The expat who changed my life

Sharifah Alhinai | United Arab Emirates | 25.12.2017

A piece of art staring at a piece of art. That was the thought that went through my mind as I watched Aleya Lari excitedly examine the ‘Self-portrait’ of and by Vincent Van Gogh- her favourite artist- currently hanging in The Louvre Abu Dhabi.

 

Aleya and I have been best friends for more than 13 years now, ever since we were running around in shorts and pigtails in the loud, sunlit halls of elementary school. Back then, Aleya was ‘the new kid’ and though she was quiet she evoked the curiosity and interest of the entire fourth grade with her vibrant artwork. I remember thinking this girl is talented! Unfortunately, in the colorful rush that was the fourth grade, no friendship ever blossomed between us.  It wasn’t until we were desk neighbors a year later that we truly bonded. By the time we were in the sixth grade we were full-on ‘besties’, with the matching friendship bracelets to show for it and everything.

 

Halfway through the sixth grade, something happened that made Aleya and me 'angry at each other'.  If you ask me what it was now, I won’t be able to tell you because I can’t remember for the life of me! Whatever it was, the reason felt so significant at the time that we didn’t talk to each other for weeks (decades in 11-year-old girl world)!  I thought our friendship was beyond salvation. Aleya probably did too.

 

Enter Miss Tiffany Speers.

 

Miss Speers was the kind of teacher every kid at that age would want. A Canadian who was in her 20s at the time, she was always dressed in cool, girly-colored Lululemon sportswear (a few girls even emulated her style).  We weren’t afraid to play a friendly-game of basketball with her before class or to hang back during break time and just have girl talk with her. She was young, fun, approachable, and sweet. On top of that, her lessons were always both entertaining and informative. We thought, and still think she was ‘the coolest teacher ever’.

 

Because Miss Speers was so in touch with the class, she immediately noticed when Aleya and I weren’t speaking anymore. And she didn’t like it. A few weeks into our fight, she discreetly called us both back into our empty classroom during recess, made us face each other and work it out. I remember she said that she thought our friendship was too great to lose and reminded us of the good times we had with each other. By the time recess was over and the rest of the girls were rushing back in, Aleya and I were best friends again.

 

I often wonder how different my life would have been had Miss Speers not intervened and saved our friendship. I wouldn’t have been at The Louvre, celebrating Aleya’s birthday by ‘fangirling’ like a teenager in front of one of Van Gogh’s masterpieces.

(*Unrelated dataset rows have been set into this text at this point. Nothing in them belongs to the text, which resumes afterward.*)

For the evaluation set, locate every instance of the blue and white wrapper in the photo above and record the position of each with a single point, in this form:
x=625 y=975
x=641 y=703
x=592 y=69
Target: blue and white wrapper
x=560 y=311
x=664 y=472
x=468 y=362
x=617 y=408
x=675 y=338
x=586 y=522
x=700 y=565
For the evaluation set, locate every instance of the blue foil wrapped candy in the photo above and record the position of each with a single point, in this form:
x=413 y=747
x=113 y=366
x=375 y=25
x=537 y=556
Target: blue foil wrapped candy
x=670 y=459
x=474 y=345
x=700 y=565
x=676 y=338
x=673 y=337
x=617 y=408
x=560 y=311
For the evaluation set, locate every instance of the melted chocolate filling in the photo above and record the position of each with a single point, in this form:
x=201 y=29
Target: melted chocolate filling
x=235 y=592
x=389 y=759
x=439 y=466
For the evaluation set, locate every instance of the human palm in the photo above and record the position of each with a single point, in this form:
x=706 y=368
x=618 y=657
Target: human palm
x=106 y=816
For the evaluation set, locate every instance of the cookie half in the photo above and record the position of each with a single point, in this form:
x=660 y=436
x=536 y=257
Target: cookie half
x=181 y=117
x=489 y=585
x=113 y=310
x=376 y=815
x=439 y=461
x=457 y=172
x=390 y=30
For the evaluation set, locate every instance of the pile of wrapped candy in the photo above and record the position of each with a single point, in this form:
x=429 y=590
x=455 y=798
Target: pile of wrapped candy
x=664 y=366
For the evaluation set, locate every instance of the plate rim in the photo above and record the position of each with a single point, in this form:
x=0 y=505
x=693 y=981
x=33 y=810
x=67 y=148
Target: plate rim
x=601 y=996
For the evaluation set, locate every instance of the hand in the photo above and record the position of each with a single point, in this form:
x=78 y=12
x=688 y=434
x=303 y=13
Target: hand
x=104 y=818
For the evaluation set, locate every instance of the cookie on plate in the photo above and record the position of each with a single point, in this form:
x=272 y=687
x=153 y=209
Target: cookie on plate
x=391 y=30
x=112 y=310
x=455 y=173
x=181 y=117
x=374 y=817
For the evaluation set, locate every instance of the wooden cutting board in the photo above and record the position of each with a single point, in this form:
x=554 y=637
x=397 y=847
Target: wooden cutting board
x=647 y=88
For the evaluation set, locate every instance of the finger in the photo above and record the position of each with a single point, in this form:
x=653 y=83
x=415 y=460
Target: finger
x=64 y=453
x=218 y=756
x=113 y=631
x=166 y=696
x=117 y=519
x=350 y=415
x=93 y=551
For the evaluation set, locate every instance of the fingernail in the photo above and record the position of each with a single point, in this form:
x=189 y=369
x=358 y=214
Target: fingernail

School would have been a totally different, inferior experience and my life certainly would have had less value and less color in it.

 

Few people have made a positive impact on my life the way Miss Speers had and I always make sure I express my gratitude to them. So, here I am, expressing my gratitude. Miss Speers, I hope you realise the real magnitude of what you probably thought was just a small action at the time. Perhaps you don’t even remember this, but you brought art back into my life and, for that, I am eternally grateful.